Crisis Text Line, a nonprofit that provides free text-based mental health support and crisis intervention, trained a natural language processing algorithm using fictitious text conversations to mimic live conversations with volunteers in training. This allows Crisis Text Line’s staff to efficiently train their network of around 10,000 volunteers, and for volunteers to get the practice they need when it’s most convenient for their schedules. Ultimately, this allows staff and trained volunteers to spend more of their time on ensuring high-quality live support to clients in need. In another example, a foundation in our network uses natural language processing to read and analyze historical grantee reports. This allows the foundation’s staff to surface trends and learnings and ensure new grants build upon prior knowledge, and to spend more time learning with and from the grantees and communities they support.
Of course, given how quickly AI technology is advancing, the lack of meaningful safeguards guiding its implementation is concerning. Major corporations including Microsoft, Google, and Amazon are in an AI race, and important ethical and equity considerations risk being overlooked in the battle for industry domination. (The recent turmoil at OpenAI, the developers of ChatGPT, is one prominent example of the conflict playing out between safety and growth in the AI field.) We believe in the need for stronger government regulation and action among funders, and applaud President Biden’s recent Executive Order and the new $200 million philanthropic commitment aimed at developing stronger safeguards.

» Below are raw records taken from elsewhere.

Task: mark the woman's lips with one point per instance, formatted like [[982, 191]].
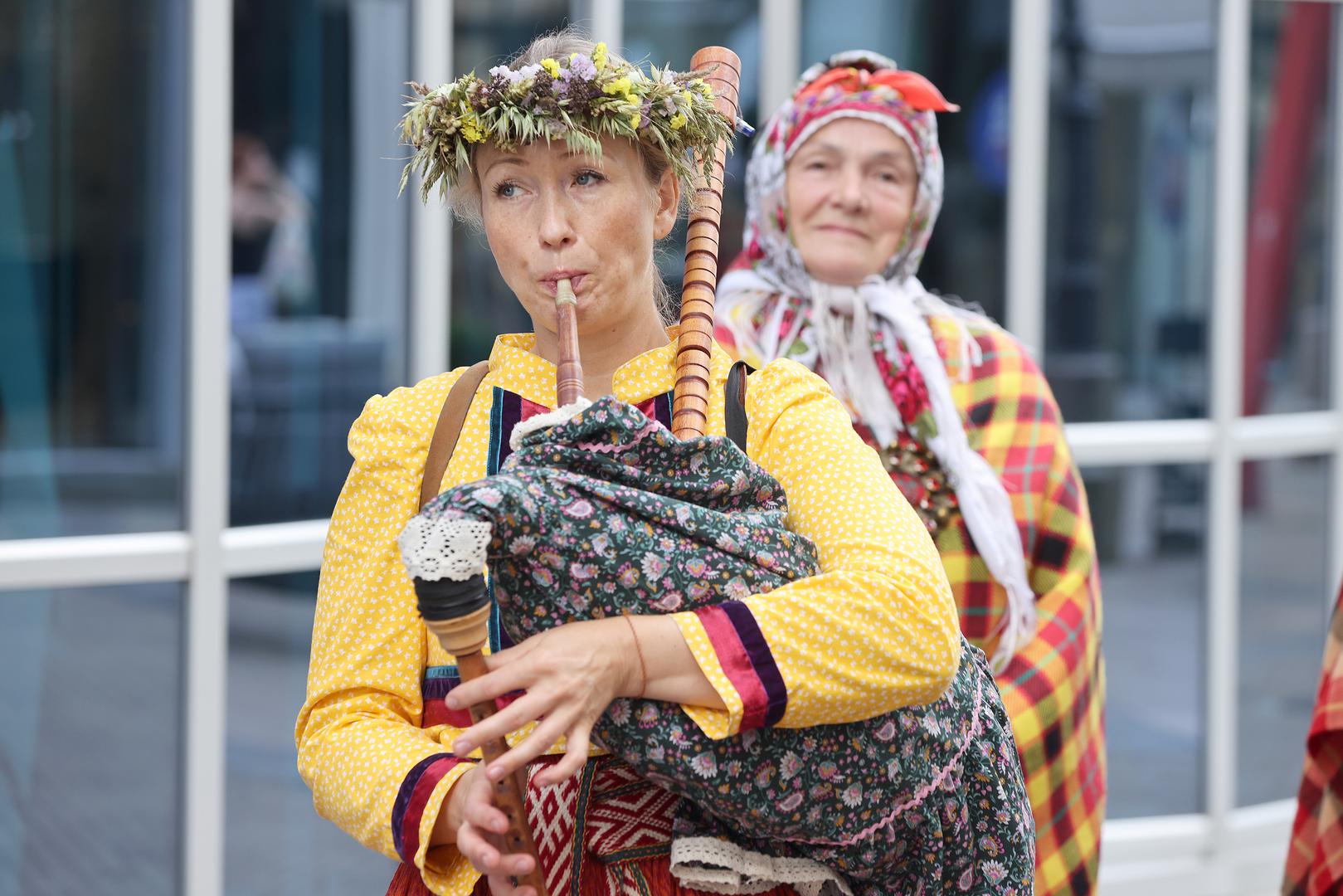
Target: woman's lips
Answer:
[[552, 282], [842, 231]]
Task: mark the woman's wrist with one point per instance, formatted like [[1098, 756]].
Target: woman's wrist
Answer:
[[451, 811]]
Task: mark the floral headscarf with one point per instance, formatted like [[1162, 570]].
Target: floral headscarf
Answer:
[[846, 325]]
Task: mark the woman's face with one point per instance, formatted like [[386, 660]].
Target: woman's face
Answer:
[[850, 192], [551, 214]]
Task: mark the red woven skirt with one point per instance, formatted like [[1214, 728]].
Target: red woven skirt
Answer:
[[605, 832]]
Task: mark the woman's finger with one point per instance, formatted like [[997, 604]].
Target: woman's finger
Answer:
[[575, 755], [479, 811], [527, 709], [501, 885], [546, 735], [477, 850], [512, 655], [507, 679]]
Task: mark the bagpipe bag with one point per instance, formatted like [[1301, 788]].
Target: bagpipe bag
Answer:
[[609, 512]]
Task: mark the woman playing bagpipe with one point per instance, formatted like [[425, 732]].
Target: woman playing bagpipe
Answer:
[[842, 192], [718, 670]]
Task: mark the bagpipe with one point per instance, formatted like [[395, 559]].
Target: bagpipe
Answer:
[[607, 512]]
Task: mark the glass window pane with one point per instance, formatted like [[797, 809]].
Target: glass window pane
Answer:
[[1286, 599], [275, 841], [1150, 531], [90, 694], [962, 47], [486, 34], [1290, 207], [1130, 208], [320, 242], [91, 266]]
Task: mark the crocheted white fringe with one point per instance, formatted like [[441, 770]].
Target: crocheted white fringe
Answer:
[[440, 548], [718, 867], [547, 421]]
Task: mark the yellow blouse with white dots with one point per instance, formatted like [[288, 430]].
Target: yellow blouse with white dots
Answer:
[[873, 631]]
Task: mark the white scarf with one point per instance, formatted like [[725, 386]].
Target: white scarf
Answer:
[[839, 338]]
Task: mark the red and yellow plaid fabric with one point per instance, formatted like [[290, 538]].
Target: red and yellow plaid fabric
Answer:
[[1315, 857], [1053, 688]]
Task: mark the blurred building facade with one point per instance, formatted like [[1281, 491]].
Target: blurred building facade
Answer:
[[204, 270]]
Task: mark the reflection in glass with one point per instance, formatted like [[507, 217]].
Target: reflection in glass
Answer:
[[90, 743], [275, 841], [1286, 599], [962, 47], [1290, 202], [91, 275], [1130, 227], [1150, 529], [320, 242], [488, 34]]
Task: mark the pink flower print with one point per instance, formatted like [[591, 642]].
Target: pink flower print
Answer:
[[737, 589], [581, 509], [669, 602], [653, 567]]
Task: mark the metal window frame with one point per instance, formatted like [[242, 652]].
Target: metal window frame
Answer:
[[1199, 852]]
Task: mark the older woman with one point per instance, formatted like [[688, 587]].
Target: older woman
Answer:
[[844, 190], [384, 739]]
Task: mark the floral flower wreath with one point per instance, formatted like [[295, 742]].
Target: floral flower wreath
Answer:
[[577, 100]]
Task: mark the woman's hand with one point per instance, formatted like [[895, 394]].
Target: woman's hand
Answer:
[[570, 674], [479, 825]]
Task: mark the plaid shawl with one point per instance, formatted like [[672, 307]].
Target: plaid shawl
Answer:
[[610, 514], [1315, 857], [1053, 687]]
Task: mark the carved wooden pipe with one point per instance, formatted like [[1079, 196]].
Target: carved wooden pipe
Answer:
[[458, 613]]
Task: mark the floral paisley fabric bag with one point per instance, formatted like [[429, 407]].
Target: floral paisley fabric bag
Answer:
[[609, 512]]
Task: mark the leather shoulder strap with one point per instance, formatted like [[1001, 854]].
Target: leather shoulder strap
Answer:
[[735, 403], [449, 429]]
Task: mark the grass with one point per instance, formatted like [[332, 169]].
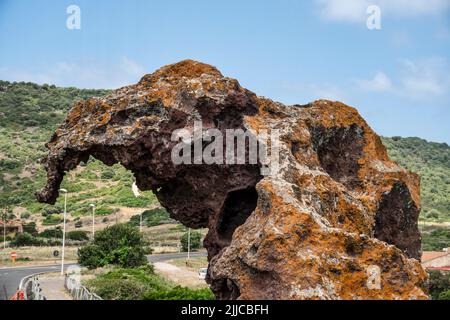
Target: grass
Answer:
[[36, 255], [141, 284], [193, 264]]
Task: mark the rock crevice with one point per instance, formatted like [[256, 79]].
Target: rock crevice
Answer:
[[336, 209]]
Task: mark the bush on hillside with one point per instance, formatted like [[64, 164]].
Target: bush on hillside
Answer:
[[120, 245], [195, 242]]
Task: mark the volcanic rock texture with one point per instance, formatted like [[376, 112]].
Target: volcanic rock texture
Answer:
[[337, 221]]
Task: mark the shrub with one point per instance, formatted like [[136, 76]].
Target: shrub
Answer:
[[439, 283], [47, 211], [78, 235], [141, 283], [120, 244], [30, 228], [26, 239], [25, 215], [51, 233], [180, 293], [52, 219], [195, 241], [444, 295], [151, 218], [107, 174]]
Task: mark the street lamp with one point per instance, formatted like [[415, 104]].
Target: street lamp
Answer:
[[4, 216], [137, 194], [189, 244], [93, 219], [64, 229]]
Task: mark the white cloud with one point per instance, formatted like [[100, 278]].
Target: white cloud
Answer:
[[355, 10], [311, 91], [380, 82], [418, 80], [86, 74], [425, 78]]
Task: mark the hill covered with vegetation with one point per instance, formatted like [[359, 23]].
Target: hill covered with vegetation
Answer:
[[432, 162], [29, 113]]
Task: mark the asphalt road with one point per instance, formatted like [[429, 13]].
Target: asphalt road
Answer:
[[10, 277], [169, 256]]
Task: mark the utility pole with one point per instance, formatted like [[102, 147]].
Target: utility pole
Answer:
[[4, 228], [189, 244], [64, 229], [93, 220]]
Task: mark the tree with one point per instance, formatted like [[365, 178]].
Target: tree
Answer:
[[195, 241], [120, 245], [30, 228]]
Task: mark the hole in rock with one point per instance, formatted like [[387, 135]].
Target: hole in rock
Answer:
[[396, 221], [237, 208], [339, 150]]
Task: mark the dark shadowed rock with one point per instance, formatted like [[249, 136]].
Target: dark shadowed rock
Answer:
[[336, 210]]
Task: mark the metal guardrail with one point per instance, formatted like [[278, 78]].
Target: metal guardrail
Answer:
[[31, 288], [78, 291]]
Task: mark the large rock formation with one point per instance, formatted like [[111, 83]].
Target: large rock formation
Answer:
[[338, 220]]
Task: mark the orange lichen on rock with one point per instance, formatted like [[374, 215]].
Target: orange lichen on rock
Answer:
[[337, 220]]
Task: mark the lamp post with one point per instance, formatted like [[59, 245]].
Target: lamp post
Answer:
[[64, 229], [4, 228], [189, 244], [136, 193], [93, 220]]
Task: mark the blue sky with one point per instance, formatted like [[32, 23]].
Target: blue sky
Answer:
[[293, 51]]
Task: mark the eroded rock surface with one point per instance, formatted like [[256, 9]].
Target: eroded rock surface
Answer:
[[336, 213]]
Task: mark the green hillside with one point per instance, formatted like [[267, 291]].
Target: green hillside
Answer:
[[29, 113], [432, 162]]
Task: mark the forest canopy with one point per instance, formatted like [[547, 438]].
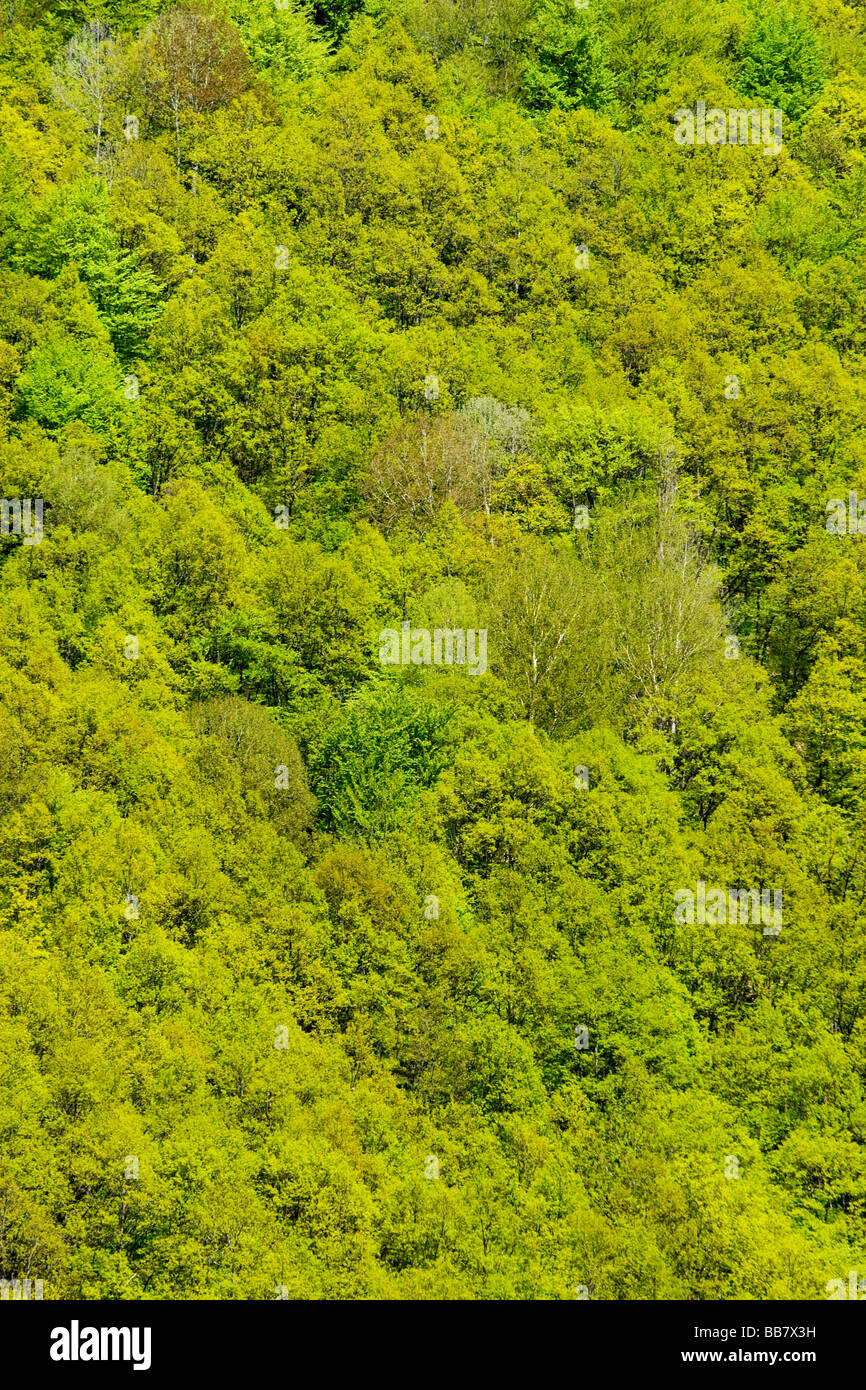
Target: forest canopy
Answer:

However, while significant attention has been paid to the possible negative effects of AI, we feel it is equally important to recognize AI’s potential to explore and promote greater equity, inclusivity, and human connection. At Project Evident, we advocate for a Next Generation of Evidence that is more equitable, continuous, and practitioner-centric. The recent proliferation of AI-powered tools and technologies is quickly redefining what this next generation might look like. We cannot slow the pace of innovation—but we can accelerate our own efforts to understand how to engage responsibly with AI to make evidence building and use more inclusive and actionable. This requires swift action: as Omidyar Network wrote in a recent brief outlining its approach to AI, “The time to act is now: By most accounts, we have only two to three years before the models will become too sophisticated and the technology too embedded to track, manage, audit, or inspect. At this moment, issues are still emergent, and society has an opportunity to shape its future.”
That’s why, to support organizations eager to engage more with AI, we’re collaborating with the Stanford Institute for Human-Centered AI on a national survey to understand how nonprofits are currently using AI and the barriers and opportunities that exist, and will share our learnings with the field early next year. We are also testing a beta version of an AI Readiness Diagnostic designed to help nonprofits understand and improve their readiness to engage with AI, and recently launched an AI Adoption Framework for Funders in partnership with the Technology Association of Grantmakers.
AI can play a transformative role in supporting leaders in harnessing the power of evidence to make more equitable decisions, drive R&D, and enable staff to focus on high-value activities. We have repeatedly seen nonprofits, schools, and government agencies fall behind when it comes to data, evidence, and technology. Now we have the opportunity to break that cycle. By making evidence more accessible to a broader range of people and organizations, AI can help us achieve stronger outcomes for all. We should embrace this pivotal moment in technological innovation and reimagine a world where the social and education sectors lead the way in demonstrating what’s possible. It won’t be an easy task, but it’s one we can’t afford to shy away from.